A quadra atual possui similitude com a primavera do liberalismo europeu, logo após a Revolução Industrial, um dos períodos de maior exploração de homens, mulheres e crianças de que se tem notícia na história e que levou à substituição da concepção de Estado Liberal de Direito para o Estado Social de Direito. Naquela época, como hoje, a relação trabalhista era tida como uma relação puramente econômica e desumanizada, em que a absoluta liberdade de contratar era o grande estandarte.
Entre os diques de contenção aos desígnios do deusmercado de um capitalismo fundamentalista, transfigurado em neoliberalismo ou ultraliberalismo, em que todas as esferas da vida são mercantilizadas e onde o direito é visto pelo poder econômico e financeiro como um subproduto competitivo em escala mundial (em que sobrevivem, numa espécie de seleção natural, apenas as ordens jurídicas mais adaptadas ao rendimento financeiro), a Justiça, notadamente a Justiça do Trabalho, tem um papel relevante.
Componente de um Estado em disputa entre, de um lado, os que nada ou muito pouco têm e dele dependem e, de outro, os donos do poder econômico, que o querem para si para a construção de paraísos fiscais e sociais alicerçados na desregulamentação máxima do trabalho e na fuga de responsabilidades, a Justiça do Trabalho, como ramo do Poder Judiciário, há de se posicionar, em cada julgamento, entre dois polos: em favor da afirmação e ampliação da democracia nas esferas públicas e privadas, e portanto em favor do cumprimento dos desígnios constitucionais no campo trabalhista, comprometidos com a melhoria contínua da condição social dos trabalhadores; ou em favor de uma plutocracia, escondida em democracia formal, alheia à crescente e insustentável concentração de renda e poder na sociedade.
Se sua opção for a última, hipótese em que deixará de buscar efetivar os direitos trabalhistas e previdenciários e as normas coletivas que incrementem direitos, seu fim será certo, consoante evidências históricas em regimes ditatoriais ou autocráticos.

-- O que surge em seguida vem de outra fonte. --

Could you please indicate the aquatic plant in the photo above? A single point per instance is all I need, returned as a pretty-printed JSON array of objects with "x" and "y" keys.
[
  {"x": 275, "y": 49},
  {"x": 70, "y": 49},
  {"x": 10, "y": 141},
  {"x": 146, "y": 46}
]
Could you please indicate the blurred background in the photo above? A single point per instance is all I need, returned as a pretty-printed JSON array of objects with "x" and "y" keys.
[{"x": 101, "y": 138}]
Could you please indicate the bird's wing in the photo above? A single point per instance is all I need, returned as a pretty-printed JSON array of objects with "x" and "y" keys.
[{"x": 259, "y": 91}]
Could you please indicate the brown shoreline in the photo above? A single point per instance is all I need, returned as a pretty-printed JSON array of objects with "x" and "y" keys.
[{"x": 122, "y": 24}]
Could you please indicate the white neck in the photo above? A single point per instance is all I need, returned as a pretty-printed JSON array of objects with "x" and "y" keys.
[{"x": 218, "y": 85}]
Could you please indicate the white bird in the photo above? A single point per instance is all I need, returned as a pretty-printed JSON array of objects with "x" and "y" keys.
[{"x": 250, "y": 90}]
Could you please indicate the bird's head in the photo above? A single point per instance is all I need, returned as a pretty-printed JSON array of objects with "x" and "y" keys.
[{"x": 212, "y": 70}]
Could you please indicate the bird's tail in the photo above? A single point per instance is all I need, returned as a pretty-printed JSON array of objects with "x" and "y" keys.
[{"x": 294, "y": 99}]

Portanto, cada magistrado e cada magistrada da Justiça do Trabalho tem uma relevante escolha a fazer e não pode se apequenar neste sensível momento histórico, fechando os olhos para a realidade sofrida e ao mesmo tempo altamente tecnológica do mercado de trabalho. É preciso atualizar conceitos, como o de subordinação, chave pela qual se acessa o arcabouço jurídico protetivo laboral, e pôr abaixo os modelos de direito processual repressivo às demandas trabalhistas e do direito do trabalho do inimigo, exemplificados na reforma trabalhista de 2017.
A Justiça do Trabalho precisa recuperar sua lógica fundacional, com juízes e juízas que compreendam que devem se importar com os direitos que justificam sua existência, independentemente de críticas e avaliações distópicas daqueles que invertem a realidade para protegerem o capital.
As Cortes trabalhistas devem atuar como guardiãs efetivas das normas, princípios, valores e objetivos constitucionais no campo do trabalho. Devem fazer com que a Justiça não seja apenas retributiva, mas também distributiva e dissuasória ao reiterado descumprimento de direitos sociais.
Concluímos com Alain Supiot e sua sábia observação de que a arte dos limites é para o Direito o que as portas e as janelas são para a Arquitetura: devem ao mesmo tempo proteger e se abrir para o exterior. É ao Direito que incumbe essa intermediação entre proteção e oxigenação, em função da evolução tecnológica e das novas realidades do mundo do trabalho. O Direito não pode ser visto apenas como um conjunto de regras que não se deve infringir, mas também e especialmente como direção, conjunto de fins a se atingir.
O Poder Judiciário Trabalhista, no que lhe compete, precisa fazer mais em prol da transformação para melhor da realidade sofrida dos trabalhadores e das trabalhadoras, ante os constantes avanços tecnológicos, a elevada concentração de renda em nível mundial e a cultura individualista reinante.